You may want to make square and isometric dotty paper, cubes, poster paper, and coloured pens available for the Resource Manager in each group to collect.
While groups are working, label each table with a number or letter on a post-it note, and divide the board up with the groups as headings. Listen in on what groups are saying, and use the board to jot down comments and feedback to the students about the way they are working together.
You may choose to focus on the way the students are co-operating:
Group A - Good to see you sharing different ways of thinking about the problem.
Group B - I like the way you are keeping a record of people's ideas and results.

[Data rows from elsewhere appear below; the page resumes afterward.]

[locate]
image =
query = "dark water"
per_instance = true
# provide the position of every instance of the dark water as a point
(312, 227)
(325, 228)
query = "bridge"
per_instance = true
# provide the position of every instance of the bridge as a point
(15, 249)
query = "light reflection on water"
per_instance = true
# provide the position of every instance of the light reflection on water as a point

Group C - Resource manager - is there anything your team needs?
Alternatively, your focus for feedback might be mathematical:
Group A - I like the way you are using diagrams to explain how the enlarged shape relates to the original.
Group B - You've shown some numerical relationships - how can you convince yourselves they will always work?
Group C - Good to see that someone's checking that the answers are in line with your predictions.
Make sure that while groups are working they are reminded of the need to be ready to present their findings at the end, and that all are aware of how long they have left.
We assume that each group will record their diagrams, reasoning and generalisations on a large flipchart sheet in preparation for reporting back. There are many ways that groups can report back. Here are just a few suggestions:
- Every group is given a couple of minutes to report back to the whole class. Students can seek clarification and ask questions. After each presentation, students are invited to offer positive feedback. Finally, students can suggest how the group could have improved their work on the task.
- Everyone's posters are put on display at the front of the room, but only a couple of groups are selected to report back to the whole class. Feedback and suggestions can be given in the same way as above. Additionally, students from the groups which don't present can be invited to share at the end anything they did differently.
- Two people from each group move to join an adjacent group. The two "hosts" explain their findings to the two "visitors". The "visitors" act as critical friends, requiring clear mathematical explanations and justifications. The "visitors" then comment on anything they did differently in their own group.
Key questions
If your focus is mathematical, these prompts might be useful:
What happens to the area of a rectangle when I enlarge it by a scale factor of $2, 3, 4, ... k$
Possible support
By working in groups with clearly assigned roles we are encouraging students to take responsibility for ensuring that everyone understands before the group moves on.
Possible extension
Can you construct an enlargement of a rectangle whose area is twice the original?